After Death of Eric Garner, NYPD’s Approval Rating Is Lowest Since 2000

August 28, 2014 | Marina Galperina

According to the newest Quinnipiac data published in the Daily News68% of polled New Yorkers see no excuse for police violence which that lead to the tragic death of Staten Island man Eric Garner. Only 24% said the cops’ actions were understandable. 64% wanted the officer who placed Garner in the deadly chokehold to face criminal charges and only 19% thought he shouldn’t.

The high-profile killing has had a definite effect on NYPD’s job approval rating which dipped to its lowest rate in the last 14 years at 50%, with 42% disapproving.

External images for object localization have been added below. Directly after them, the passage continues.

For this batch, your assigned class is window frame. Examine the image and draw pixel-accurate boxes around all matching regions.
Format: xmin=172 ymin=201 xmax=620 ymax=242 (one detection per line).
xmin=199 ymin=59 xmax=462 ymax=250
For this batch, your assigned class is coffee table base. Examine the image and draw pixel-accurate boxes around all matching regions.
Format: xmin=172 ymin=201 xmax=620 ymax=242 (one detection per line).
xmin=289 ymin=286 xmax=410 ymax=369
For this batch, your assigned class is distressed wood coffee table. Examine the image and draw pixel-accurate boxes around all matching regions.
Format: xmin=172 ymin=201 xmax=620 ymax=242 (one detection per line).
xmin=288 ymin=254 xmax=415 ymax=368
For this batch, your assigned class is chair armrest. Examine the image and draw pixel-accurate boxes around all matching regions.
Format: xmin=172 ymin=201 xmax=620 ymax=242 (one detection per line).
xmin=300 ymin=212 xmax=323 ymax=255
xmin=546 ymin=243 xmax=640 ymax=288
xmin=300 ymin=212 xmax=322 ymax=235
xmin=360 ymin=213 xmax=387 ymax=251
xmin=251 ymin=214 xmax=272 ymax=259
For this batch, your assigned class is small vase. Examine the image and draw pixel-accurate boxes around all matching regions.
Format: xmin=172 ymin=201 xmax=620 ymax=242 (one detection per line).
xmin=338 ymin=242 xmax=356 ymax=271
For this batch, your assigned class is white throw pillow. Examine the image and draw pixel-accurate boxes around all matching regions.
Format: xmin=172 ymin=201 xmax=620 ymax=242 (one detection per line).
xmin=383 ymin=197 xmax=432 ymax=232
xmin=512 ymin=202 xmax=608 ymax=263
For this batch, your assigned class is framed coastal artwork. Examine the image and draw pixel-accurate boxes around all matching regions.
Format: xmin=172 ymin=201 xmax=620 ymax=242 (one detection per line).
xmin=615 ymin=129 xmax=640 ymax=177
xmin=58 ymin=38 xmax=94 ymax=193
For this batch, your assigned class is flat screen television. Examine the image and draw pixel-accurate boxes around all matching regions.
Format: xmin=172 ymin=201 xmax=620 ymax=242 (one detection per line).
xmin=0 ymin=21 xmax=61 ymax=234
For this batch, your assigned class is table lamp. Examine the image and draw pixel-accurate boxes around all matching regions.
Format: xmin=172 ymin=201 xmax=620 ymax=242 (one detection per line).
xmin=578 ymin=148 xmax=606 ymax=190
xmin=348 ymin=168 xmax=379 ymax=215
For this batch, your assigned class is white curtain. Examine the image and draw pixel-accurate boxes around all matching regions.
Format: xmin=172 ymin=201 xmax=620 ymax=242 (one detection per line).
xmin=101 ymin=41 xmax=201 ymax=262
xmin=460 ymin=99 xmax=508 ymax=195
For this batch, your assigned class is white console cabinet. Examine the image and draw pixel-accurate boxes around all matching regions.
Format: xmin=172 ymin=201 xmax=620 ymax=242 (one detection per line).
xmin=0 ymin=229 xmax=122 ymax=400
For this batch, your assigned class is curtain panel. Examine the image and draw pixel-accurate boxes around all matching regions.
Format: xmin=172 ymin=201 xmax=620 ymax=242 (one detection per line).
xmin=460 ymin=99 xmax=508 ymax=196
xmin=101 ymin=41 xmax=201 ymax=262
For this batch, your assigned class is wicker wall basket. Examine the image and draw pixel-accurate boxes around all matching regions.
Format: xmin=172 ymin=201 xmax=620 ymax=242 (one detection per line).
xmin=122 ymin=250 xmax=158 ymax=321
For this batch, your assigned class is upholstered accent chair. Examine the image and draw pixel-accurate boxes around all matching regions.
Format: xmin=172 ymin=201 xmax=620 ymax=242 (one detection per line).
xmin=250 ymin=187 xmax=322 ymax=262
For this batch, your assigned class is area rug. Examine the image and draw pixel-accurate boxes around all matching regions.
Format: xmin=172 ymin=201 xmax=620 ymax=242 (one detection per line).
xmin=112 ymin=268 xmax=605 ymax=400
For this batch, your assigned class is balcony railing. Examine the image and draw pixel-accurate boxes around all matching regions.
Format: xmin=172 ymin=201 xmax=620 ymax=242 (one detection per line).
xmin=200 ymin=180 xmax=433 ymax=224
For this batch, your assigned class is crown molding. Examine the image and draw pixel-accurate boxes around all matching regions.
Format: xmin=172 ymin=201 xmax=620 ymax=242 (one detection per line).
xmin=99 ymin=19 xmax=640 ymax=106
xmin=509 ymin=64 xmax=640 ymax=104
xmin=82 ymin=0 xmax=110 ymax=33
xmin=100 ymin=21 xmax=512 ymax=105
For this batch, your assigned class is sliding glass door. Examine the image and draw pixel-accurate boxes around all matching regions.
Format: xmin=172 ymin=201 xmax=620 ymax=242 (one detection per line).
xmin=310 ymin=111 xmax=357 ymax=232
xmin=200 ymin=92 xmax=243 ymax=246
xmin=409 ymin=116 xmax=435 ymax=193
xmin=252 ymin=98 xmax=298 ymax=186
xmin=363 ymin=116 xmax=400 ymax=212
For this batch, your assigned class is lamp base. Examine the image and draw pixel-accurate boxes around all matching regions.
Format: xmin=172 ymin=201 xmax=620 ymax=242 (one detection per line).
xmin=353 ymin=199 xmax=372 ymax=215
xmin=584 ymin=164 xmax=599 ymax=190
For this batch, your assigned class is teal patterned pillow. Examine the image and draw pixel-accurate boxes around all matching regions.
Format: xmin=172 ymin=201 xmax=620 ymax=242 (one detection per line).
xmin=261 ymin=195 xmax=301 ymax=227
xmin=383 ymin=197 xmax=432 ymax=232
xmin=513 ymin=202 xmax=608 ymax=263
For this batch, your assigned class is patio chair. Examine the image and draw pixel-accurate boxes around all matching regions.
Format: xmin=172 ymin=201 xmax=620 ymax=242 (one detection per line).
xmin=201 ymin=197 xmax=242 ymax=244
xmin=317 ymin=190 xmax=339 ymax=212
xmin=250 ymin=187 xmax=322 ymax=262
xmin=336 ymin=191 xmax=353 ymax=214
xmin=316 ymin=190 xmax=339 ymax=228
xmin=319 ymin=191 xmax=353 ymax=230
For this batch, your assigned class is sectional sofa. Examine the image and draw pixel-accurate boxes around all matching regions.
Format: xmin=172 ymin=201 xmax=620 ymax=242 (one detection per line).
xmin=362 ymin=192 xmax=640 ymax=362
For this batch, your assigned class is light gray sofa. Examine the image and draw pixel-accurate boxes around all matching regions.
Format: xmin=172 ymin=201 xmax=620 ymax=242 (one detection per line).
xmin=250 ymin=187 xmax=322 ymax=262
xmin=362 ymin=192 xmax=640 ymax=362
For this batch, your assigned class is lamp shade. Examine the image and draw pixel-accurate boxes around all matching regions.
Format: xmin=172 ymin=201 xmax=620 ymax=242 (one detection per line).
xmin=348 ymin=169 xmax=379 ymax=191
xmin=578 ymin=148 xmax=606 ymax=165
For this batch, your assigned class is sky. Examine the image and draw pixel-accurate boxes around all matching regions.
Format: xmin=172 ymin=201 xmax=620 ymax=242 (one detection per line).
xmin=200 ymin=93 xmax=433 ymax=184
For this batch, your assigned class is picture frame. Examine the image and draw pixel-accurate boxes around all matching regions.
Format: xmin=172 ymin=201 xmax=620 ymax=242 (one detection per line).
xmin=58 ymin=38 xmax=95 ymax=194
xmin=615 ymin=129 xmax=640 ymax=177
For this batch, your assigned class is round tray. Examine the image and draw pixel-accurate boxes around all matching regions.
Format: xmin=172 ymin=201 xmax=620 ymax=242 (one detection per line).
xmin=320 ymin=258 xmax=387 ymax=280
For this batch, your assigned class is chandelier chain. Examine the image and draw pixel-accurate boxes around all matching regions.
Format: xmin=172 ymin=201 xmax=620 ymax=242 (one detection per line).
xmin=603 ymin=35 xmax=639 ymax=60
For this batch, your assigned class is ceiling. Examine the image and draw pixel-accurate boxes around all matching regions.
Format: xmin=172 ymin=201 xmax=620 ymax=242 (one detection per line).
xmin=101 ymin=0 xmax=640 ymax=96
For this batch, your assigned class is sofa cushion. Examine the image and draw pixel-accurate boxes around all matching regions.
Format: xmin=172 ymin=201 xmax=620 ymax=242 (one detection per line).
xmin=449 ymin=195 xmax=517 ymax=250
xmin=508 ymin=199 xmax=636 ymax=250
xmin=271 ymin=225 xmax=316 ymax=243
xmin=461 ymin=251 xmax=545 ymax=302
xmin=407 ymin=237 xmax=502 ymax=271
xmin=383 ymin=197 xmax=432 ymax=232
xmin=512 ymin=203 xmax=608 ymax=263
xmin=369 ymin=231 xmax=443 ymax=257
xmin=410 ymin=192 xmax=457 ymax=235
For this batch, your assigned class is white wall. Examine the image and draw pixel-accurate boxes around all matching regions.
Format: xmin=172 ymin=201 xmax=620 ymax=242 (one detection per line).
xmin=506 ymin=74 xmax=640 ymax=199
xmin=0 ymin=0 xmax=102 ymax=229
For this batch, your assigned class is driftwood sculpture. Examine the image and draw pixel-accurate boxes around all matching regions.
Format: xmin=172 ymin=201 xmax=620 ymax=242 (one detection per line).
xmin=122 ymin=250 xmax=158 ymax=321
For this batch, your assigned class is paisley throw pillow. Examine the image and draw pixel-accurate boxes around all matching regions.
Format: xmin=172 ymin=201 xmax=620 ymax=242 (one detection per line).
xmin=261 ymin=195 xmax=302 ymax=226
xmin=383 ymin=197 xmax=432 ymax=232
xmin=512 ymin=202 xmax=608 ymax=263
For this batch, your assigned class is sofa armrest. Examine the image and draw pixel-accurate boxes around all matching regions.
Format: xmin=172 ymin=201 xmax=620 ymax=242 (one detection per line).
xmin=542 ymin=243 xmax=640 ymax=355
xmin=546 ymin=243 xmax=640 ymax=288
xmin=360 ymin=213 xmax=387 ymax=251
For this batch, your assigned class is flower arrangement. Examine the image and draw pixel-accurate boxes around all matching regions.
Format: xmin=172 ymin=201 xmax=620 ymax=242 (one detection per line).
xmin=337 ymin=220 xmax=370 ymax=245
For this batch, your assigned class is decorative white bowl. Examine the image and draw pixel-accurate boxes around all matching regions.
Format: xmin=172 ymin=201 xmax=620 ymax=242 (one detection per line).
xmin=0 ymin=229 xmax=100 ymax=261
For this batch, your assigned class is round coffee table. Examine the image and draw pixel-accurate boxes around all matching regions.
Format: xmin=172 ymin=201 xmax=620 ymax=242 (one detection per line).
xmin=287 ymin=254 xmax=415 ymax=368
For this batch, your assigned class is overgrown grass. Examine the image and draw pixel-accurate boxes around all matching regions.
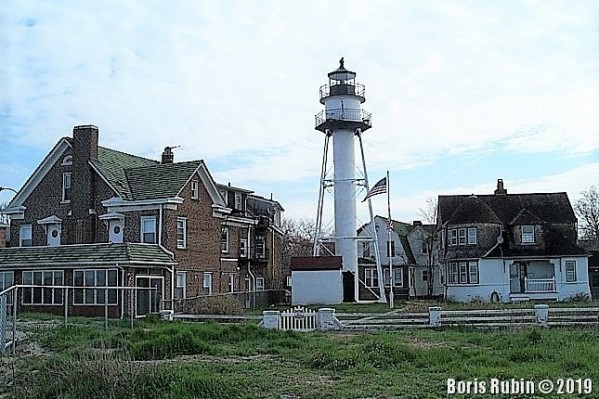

Speaking specifically about police brutality, 74% of New Yorkers said it is a “very serious” or “somewhat serious” problem, with 63% of all polled (and 90% of black polled) saying cops disproportionately punish blacks more than whites. Only 30% thought that the police is equally tough on everyone and 1% thought that cops were toughest on whites. Police Commissioner Bill Bratton’s rating has fallen to 48%. Bratton has recently stated that police misconduct investigations are too harsh.

Despite data proving the racial bias of controversial “broken windows” policing, 60% of New Yorkers support the arrests and summons issuing for small crimes and 56% of them think it improves overall quality of life; 34% oppose “broken windows” and 35% think it adds to tension in the neighborhood.